Sgt. Hess was understandably annoyed at the implied sentiment that an American company would intentionally withhold supplies from combat troops, not to mention the abject stupidity of a U.S.-based civilian lecturing a sergeant about U.S. foreign policy as if he had some control over troop deployment. Pretty soon the infamous e-mail was spreading through the blogosphere and meeting almost unanimous condemnation. Some tried to organize a boycott of the store. The employee who sent the e-mail was fired.
Of course he was fired! Any employee anywhere would be fired for verbally attacking a potential customer, and doing so to a U.S. soldier in a combat zone in a manner that allowed the insult to become a world-wide public relations disaster for the company only made the offense more serious. Add to that the fact that the employee presumed to attribute his offensive sentiment to the company itself, and you have a situation where the employee should not only have been fired for cause, but ought to be regarded as a bad risk for any potential employer in the future. Next to burning down your boss' establishment, it is hard to do much more damage to an employer.

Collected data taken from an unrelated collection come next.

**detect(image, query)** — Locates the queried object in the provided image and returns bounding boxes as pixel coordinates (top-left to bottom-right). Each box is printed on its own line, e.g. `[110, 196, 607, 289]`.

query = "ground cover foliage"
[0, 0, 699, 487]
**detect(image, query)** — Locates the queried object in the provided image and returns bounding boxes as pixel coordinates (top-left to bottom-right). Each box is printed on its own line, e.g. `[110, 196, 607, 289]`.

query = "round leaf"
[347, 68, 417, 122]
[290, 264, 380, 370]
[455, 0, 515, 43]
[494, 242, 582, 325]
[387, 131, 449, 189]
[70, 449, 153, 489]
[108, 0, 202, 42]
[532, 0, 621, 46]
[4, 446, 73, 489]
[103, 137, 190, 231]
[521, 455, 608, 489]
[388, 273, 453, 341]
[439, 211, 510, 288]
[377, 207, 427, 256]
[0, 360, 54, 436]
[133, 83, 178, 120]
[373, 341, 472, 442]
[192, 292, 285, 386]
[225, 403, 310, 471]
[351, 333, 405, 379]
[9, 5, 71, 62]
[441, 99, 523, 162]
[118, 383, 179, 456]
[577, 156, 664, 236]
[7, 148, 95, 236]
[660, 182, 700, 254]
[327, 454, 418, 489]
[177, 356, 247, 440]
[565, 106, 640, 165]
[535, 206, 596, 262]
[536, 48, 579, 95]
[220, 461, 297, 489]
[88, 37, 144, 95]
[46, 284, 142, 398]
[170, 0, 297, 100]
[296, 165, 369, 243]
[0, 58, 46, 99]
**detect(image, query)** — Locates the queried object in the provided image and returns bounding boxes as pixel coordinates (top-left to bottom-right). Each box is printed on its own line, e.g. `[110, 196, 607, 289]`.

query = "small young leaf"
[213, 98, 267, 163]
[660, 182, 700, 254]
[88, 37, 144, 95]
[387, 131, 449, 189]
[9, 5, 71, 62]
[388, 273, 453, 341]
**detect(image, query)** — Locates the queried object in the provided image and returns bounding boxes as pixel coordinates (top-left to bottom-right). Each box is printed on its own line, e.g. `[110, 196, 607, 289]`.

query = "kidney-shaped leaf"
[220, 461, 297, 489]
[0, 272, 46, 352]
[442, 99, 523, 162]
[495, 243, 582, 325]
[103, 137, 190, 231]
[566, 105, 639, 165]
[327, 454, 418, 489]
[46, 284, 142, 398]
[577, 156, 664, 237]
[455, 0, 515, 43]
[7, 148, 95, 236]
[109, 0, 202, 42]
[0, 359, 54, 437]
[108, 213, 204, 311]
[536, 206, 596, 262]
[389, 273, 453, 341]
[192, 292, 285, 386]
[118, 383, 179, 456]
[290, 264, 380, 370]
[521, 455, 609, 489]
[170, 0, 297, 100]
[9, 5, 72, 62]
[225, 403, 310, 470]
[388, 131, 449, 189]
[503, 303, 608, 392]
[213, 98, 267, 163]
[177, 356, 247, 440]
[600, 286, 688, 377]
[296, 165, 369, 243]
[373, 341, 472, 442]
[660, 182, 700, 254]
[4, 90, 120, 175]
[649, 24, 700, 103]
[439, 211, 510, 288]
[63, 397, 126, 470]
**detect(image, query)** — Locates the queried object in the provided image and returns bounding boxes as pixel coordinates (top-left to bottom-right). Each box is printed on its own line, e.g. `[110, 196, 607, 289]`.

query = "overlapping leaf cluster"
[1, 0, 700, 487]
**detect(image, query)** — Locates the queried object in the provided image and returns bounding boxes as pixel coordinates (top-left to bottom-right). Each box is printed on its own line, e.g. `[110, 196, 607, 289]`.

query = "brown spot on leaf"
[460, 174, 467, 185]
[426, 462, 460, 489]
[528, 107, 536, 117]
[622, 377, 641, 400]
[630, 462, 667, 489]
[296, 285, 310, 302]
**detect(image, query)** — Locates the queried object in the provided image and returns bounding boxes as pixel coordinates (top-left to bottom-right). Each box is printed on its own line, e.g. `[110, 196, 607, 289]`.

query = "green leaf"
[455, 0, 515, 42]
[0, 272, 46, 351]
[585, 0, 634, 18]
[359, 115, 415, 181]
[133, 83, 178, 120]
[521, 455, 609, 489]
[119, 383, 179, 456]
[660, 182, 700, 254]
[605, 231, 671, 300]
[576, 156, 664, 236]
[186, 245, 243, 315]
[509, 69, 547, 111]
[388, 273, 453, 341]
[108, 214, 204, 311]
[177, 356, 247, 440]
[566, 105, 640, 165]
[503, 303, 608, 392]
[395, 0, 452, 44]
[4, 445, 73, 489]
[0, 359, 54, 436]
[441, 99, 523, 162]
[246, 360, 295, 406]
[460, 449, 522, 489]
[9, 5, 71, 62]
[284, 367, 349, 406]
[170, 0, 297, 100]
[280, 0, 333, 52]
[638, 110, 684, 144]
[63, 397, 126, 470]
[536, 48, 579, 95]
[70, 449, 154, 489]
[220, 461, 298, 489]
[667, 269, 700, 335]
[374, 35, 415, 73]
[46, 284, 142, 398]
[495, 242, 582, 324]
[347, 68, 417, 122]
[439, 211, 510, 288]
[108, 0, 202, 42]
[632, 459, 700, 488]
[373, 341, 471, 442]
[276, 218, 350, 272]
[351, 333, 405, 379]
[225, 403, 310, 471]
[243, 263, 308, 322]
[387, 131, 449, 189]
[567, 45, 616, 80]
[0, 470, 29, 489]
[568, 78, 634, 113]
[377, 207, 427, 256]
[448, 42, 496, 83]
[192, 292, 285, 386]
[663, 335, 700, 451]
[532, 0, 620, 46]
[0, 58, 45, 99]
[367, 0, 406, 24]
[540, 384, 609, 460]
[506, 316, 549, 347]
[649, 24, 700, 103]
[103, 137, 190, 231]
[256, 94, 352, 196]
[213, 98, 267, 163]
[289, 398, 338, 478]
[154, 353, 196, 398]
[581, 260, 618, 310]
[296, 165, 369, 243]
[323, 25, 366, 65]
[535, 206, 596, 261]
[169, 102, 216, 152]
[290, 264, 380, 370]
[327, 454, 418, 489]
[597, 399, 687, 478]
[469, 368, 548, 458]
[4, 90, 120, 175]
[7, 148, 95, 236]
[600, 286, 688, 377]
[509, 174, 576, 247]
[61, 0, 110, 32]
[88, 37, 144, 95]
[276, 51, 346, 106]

And yet there are Ethics Dunces roaming the streets, plenty of them. One on-line poll found that 13% of those polled felt that the employee shouldn't have been fired, a result that should give nightmares to every employer in the nation with the horrible thought, "Do some of these irresponsible and ethically warped people work for me?" Then there is Julie Enslow, who also thought the e-mailing employee had been mistreated. "This is a matter of free speech," she told reporters. "It is totally irresponsible for radio stations and bloggers to attack a person for his personal political views."
Perhaps Ms. Enslow was intentionally competing for the Ethics Dunce title , because in just 25 words or less she managed to prove that she was not only a bona fide Ethics Dunce, but a Constitutional law and workplace rights dunce as well. The employee's conduct was wrong by any rational measure…inappropriate, irresponsible, disrespectful, unfair and unkind. It was also an example of terrible citizenship. No employee has any right to abuse customers in the workplace, and especially not to do so using the company name. And though Ms. Enslow may not have learned this in school, the First Amendment does not insulate anyone from criticism in the media or elsewhere for their personal beliefs. It does, however, contrary to Enslow's flawed concept of it, guarantee media and bloggers the right to criticize anyone's political statements. Not only is it not irresponsible for the media to do this, it is its function in a democracy to do this.
As inept as the decision-makers in the war have been, if Julie Enslow is representative of the quality of knowledge, reason and analysis in the peace community, we should thank our lucky stars for Rummy and the rest. Things clearly could have been a lot worse. Enslow is active in the Wisconsin Network for Peace and Justice, which claims to be "working toward the creation of a world free from violence and injustice." Based on Enslow's comments, it would seem it is also working toward a world free from civility, freedom of the press, accountability and common sense.
You won the contest, Julie: "Why I am an Ethics Dunce," in 25 words or less.